Heft 22: Wozu noch Intellektuelle?
5,00 €
inkl. 7 % MwSt. zzgl. Versandkosten
12. Jahrgang, 1992, 134 Seiten, broschiert
Vorrätig
Zum Thema
WIDERSPRUCH 19/20 warf die Frage nach der „geschichtlichen Perspektive“ und dem „Ende der Linken“ auf. Das vorliegende Heft knüpft an diese Problematik an und weist zugleich darüber hinaus, indem es eine grundsätzliche Diskussion über den gesellschaftlichen Ort der Intelligenz heute führt.
Die universelle Dominanz ökonomischer Rationalität und die Durchsetzung ihrer technologischen Strategien erfordern eine Sichtweise, der es nicht mehr explizit um das politische und moralische Selbstverständnis des Intellektuellen geht, sondern um die kritische Reflexion seiner Grundlagen.
Zur Disposition steht das nachhaltig erschütterte Fundament der modernen Intelligenz: Bildung als Synthese von Wissen und Vernunft, deren emanzipatorischen Gehalte der Linksintellektuelle sich verpflichtet wußte. Bildung gerät zur funktionalisierbaren Ausbildung, Wissen zum unmittelbar dem Verwertungsinteresse unterworfenen, partikularen Spezialwissen. Haben die sog. „Geisteswissenschaften“ damit ihre traditionelle Autonomie, die es ihnen ermöglichte, auch emanzipatorische Inhalte zu formulieren, endgültig eingebüßt? Werden diese Inhalte von anderen Wissenschaften wahrgenommen, die einen neuen Typus des Intellektuellen erfordern?

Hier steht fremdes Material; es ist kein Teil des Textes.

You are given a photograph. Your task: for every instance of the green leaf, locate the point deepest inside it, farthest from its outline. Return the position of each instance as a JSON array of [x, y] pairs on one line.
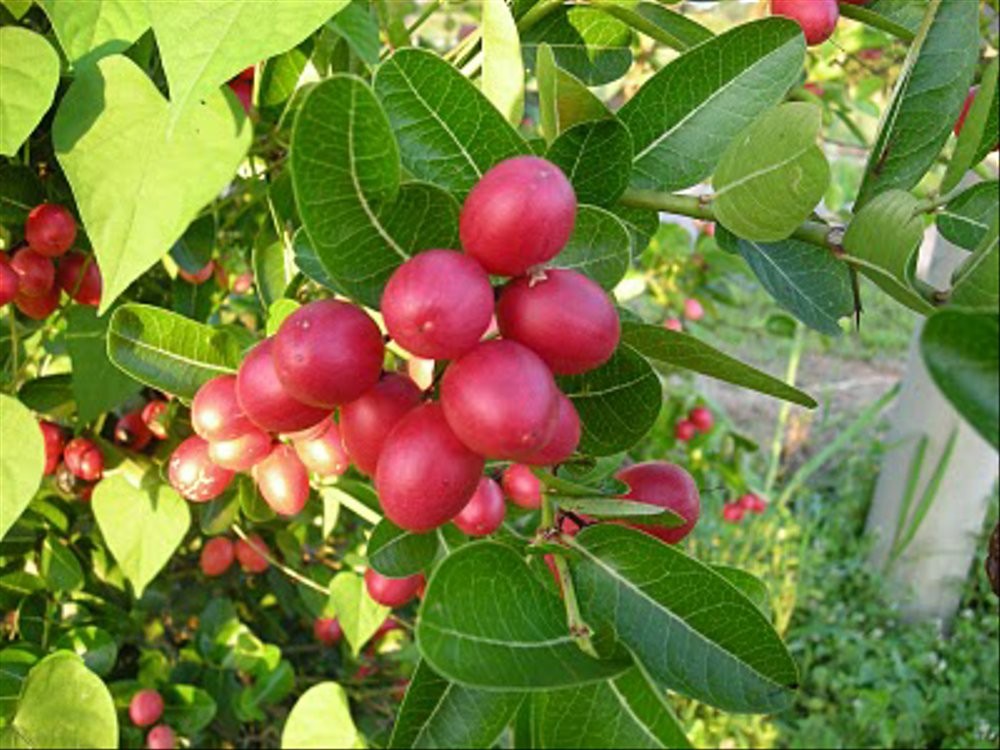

Vernunft – und damit auch die Philosophie – scheint ihren kritischen Blick aufs Ganze verloren zu haben. Sie präsentiert sich heute als technokratischer Pragmatismus, der auch sinnstiftende und kompensatorische Technologien im Dienst sozialer und psychischer Hygiene einschließt.
Sind diese Erscheinungsformen von „Bildung“, „Wissen“, „Vernunft“ nur mehr als Verfallsprodukte – gemessen an ihren ursprünglichen Intentionen – einzuschätzen? Oder am Ende als deren erfolgreiche Realisierung, zur Kenntlichkeit entstellt? Läßt sich unter den gegenwärtigen ökonomischen, sozialen und technologischen Bedingungen überhaupt noch eine Perspektive gesellschaftskritischer Intellektualität bestimmen?
Robert Kurz begreift seinen Beitrag als umfassende Diagnose der Modernisierung, die auch den traditionellen Marxismus einschließt. Als deren Kern weist der Autor – in Erweiterung der Marxschen Wertformanalyse – die Herrschaft abstrakter Arbeit auf. Daraus erschließt Kurz auch den symptomatischen Verfall begrifflich-theoretischen Denkens – vor allem in seiner institutionalisierten, akademischen Form. Nur auf der Grundlage radikaler Kritik der abstrakten Arbeitsform kann sich – außerhalb des akademischen Bereichs – ein neues Theorie-Praxis-Verhältnis herauskristallisieren, das die Selbstaufhebung der Moderne einleiten könnte.
Anschließend entwirft Alexander von Pechmann eine historische und kritische Typologie des Linksintellektuellen, die in die überraschende Pointe einmündet, daß der Funktionsverlust des Linksintellektuellen als erfolgreiche Transformation linker Ideale in die realen Strukturen der Gesellschaft“ zu begreifen sei.
In seinem Beitrag zeigt Albrecht Koschorke, daß die durch die elektronischen Medien bedingte „informationelle Revolution“ einen epochalen Bruch darstellt. Die Ablösung der Schrift- und Buchkultur durch die neuen Medien zieht Konsequenzen für das Verhältnis von Imagination und Wirklichkeit wie für das begrifflich-diskursive Denken nach sich, die das tradierte Selbstverständnis des Intellektuellen radikal unterminieren.
Peter Kurz erörtert unter den veränderten gesellschaftlichen Voraussetzungen bildungspolitische Konzepte und stellt Perspektiven der Bildungspolitik vor.
Das Gespräch von Roger Behrens und Harald Lemke mit Ulrich Sonnemann schließlich porträtiert einen Denker, dessen Philosophie als reflektierte gesellschaftliche Erfahrung stets quer zu philosophischen Trends und Moden lag. Ein ausführlicher Rezensionsteil von Büchern zum Thema und anderen Neuerscheinungen ergänzt und erweitert die in den Artikeln diskutierte Problematik.
Ein Diskussionsbeitrag von Wolfgang Bialas, Berichte ber das Göttinger „Institut für angewandte Kulturwissenschaften“ (IfaK) und die Tagung der „Fördergemeinschaft Friedrich Nietzsche“ beschließen den Band.